Loi asile et immigration

Des garanties procédurales en baisse, un durcissement des conditions de rétention.

Loi asile et immigration

Le gouvernement a présenté en Conseil des ministres du mercredi 21 février 2018 un projet de loi « pour une immigration maîtrisée et un droit d’asile effectif ».

Malgré quelques voies d’amélioration, notamment l’accès à la carte de résident des parents d’enfants bénéficiaires d’une protection internationale, ou encore l’extension à quatre ans de la carte de séjour pluriannuelle pour les bénéficiaires d’une protection subsidiaire, de nombreuses associations dont la Cimade, Forum réfugiés, le Réseau éducation sans frontières, le Secours populaire ou encore le Secours catholique, regrettent une baisse de plusieurs garanties procédurales pour les demandeurs d’asile et le durcissement des conditions de rétention. 

L’objectif de réduction des délais de procédure ne doit en aucun cas se faire au détriment de la qualité du processus d’examen et de prise de décision.

En ce qui concerne l’allongement de la durée de la rétention, qui passerait de 45 à 90 jours (pouvant s’étendre jusqu’à 135 jours exceptionnellement), une mesure inefficace et totalement disproportionnée qui ne fait qu’augmenter les souffrances et les traumatismes liés à l’enfermement dans un CRA (centre de rétention administrative).

Pour ceux qui n’ont jamais entendu parler d’un CRA, voici quelques extraits d’un article de la Dépêche sur son site internet datant du 19 /02/2018 : « Samedi d’hiver, Mathilde Panot sonne à l’entrée. « Députée de la République », elle se présente, souhaite visiter le CRA. Portes et portiques, accès sécurisés… Dans le poste central, les policiers de garde veillent trois grands écrans. Neuf cases sur chaque, présumant 27 caméras dans les blocs : d’emblée le décor carcéral est posé… Le plan sur le mur présente les blocs.
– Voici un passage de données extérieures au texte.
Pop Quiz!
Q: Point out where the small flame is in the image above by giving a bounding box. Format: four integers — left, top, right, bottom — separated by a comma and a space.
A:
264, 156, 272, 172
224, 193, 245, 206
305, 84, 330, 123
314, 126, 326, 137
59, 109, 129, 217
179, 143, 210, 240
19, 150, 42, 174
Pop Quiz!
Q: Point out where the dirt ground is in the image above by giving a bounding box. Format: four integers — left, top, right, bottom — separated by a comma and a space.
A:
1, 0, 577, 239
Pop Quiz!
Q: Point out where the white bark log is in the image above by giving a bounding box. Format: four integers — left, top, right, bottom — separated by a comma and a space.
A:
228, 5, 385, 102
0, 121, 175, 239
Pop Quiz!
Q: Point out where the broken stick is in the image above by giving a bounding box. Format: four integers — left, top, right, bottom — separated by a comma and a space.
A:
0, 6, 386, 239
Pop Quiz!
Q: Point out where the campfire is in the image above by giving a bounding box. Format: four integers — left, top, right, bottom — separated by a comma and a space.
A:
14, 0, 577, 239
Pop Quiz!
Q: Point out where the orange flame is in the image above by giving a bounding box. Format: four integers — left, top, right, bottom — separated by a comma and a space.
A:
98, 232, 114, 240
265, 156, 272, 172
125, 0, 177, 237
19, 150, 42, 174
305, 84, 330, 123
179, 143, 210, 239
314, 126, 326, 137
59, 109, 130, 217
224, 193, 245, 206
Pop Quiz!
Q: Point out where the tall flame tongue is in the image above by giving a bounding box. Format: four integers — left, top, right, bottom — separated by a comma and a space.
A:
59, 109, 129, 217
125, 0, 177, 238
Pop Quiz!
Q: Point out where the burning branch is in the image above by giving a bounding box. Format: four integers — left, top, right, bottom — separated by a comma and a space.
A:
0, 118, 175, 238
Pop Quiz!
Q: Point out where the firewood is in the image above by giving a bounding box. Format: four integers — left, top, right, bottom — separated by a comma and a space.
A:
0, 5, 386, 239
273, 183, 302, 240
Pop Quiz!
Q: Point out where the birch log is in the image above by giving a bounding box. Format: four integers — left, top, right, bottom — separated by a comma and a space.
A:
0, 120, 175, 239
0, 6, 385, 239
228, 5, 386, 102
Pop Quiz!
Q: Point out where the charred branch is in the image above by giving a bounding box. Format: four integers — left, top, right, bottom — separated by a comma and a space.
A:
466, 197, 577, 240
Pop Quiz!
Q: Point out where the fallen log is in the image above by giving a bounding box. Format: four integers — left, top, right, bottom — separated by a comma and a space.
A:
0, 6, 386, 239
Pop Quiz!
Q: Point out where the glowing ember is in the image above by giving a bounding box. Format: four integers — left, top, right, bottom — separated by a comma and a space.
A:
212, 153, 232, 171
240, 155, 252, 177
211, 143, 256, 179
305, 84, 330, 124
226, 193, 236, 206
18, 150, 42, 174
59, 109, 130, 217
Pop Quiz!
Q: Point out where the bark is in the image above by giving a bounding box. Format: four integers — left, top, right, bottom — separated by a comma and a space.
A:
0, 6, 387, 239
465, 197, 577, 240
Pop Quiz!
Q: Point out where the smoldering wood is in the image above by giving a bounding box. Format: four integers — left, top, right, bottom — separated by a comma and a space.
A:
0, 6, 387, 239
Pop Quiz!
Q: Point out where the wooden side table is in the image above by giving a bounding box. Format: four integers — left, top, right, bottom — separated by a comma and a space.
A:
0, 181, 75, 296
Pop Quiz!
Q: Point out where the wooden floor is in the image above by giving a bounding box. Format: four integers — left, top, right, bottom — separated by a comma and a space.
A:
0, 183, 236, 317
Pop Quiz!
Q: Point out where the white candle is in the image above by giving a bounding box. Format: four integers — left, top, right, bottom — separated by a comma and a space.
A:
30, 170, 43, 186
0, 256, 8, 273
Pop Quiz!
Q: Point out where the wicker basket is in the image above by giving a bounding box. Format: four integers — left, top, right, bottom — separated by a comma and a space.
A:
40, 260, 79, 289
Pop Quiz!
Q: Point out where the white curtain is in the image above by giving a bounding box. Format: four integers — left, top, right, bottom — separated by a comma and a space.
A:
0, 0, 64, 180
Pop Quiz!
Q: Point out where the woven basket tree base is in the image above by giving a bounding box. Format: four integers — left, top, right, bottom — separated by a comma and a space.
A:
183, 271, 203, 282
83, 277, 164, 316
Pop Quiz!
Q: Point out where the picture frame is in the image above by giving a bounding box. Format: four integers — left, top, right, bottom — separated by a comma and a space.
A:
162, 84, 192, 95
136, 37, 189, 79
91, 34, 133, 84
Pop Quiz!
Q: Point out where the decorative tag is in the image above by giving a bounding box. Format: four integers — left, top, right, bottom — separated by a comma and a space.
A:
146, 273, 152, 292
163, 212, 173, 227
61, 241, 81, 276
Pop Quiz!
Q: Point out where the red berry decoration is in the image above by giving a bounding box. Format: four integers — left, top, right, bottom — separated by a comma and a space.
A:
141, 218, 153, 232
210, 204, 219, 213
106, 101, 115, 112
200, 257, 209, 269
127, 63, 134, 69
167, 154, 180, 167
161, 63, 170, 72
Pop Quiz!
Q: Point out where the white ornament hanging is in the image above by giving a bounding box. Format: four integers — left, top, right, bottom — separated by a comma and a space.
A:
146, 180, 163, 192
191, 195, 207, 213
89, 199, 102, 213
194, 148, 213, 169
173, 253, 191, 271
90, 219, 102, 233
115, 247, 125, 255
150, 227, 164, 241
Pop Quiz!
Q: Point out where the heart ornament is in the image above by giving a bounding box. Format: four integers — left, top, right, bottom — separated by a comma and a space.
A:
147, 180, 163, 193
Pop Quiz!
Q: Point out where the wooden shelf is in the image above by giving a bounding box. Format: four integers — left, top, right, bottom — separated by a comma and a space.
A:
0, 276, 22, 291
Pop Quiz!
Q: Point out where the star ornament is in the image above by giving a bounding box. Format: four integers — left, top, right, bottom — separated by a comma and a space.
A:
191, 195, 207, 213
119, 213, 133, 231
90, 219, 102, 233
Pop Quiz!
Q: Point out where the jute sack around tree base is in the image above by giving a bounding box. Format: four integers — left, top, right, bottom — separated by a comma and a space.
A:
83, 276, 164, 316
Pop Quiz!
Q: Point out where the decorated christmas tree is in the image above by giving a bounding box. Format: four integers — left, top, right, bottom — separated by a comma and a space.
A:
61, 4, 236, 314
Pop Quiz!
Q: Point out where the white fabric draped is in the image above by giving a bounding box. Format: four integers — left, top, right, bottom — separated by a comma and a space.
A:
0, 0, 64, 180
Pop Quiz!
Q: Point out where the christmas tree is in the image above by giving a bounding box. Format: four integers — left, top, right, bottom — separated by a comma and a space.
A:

Trois zones « hommes » de 30 personnes, une zone « femmes », une zone « famille » pour un total de 120 places théoriques… Les zones de déambulation ouvrent sur un dédale impersonnel et aseptisé d’angles droits à parois lisses et verdure réglementaire sous la coursive. Propreté sans aspérité des couloirs et des portes mécanisant le parcours judiciaire des interpellés… Les plus chanceux ont un portable et tentent de débrouiller leur avenir. Les autres ruminent la menace en marchant. Devant la télé enfermée dans une armoire métallique vitrée se mure un Tunisien. Cours et salles « détente » sont vides, personne non plus autour du baby-foot blindé… Le stress permanent fait des ravages, souligne Pablo Martin, intervenant pour la Cimade qui assiste les personnes en rétention. 45 jours, c’est très dur alors quatre mois… Même des policiers secouent la tête… »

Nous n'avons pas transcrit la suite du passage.